Let's try to hack through with the most simplistic approach, search for a basis function $y=e^S$, with the guiding idea that $|s'|\ll s^2$, $s=S'$. Then the equation becomes $$ 0=ϵ(s'+s^2)−x^4s−1. $$ By the guiding idea, solve the quadratic equation $0=ϵs^2−x^4s−1$, $$ s_1=\frac{x^4+\sqrt{x^8+4ϵ}}{2ϵ}\approx\frac{x^4}{ϵ} $$ or $$ s_2=\frac{-2}{x^4+\sqrt{x^8+4ϵ}} =-\frac1{\sqrtϵ}+\frac{x^4+(\sqrt{x^8+4ϵ}-\sqrt{4ϵ})}{\sqrtϵ(x^4+\sqrt{x^8+4ϵ})} =-\frac1{\sqrtϵ}+\frac{x^4}{\sqrtϵ}·\frac{1+\frac{x^4}{\sqrt{x^8+4ϵ}+\sqrt{4ϵ}}}{x^4+\sqrt{x^8+4ϵ}} $$ Thus $y_1=\exp(S_1)\approx\exp(\frac{x^5-1}{5ϵ})$ has a boundary layer of width $1$ at $x=1$, while $S_2(x)=-\frac{x}{\sqrtϵ}-...$ gives a layer at $x=0$ of width $1/2$ with a second term that becomes important further inwards at about $x=\sqrt[8]ϵ$. For larger $x$ the full expression does not become zero, one gets $S_2(x)\approx c+x^{-3}/3$.
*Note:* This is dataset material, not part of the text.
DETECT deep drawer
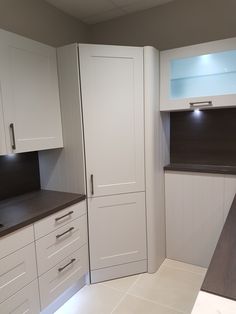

I do not see what a suitable value of $c$ or a matching formula could be, also the exact integral formula is not immediately helpful, $$ S_2(x) = \frac{x}{ϵ}\,{}_2F_1\left(-\frac12, \frac18, \frac98, -\frac{x^8}{4ϵ}\right) - \frac{x^5}{10ϵ} + c $$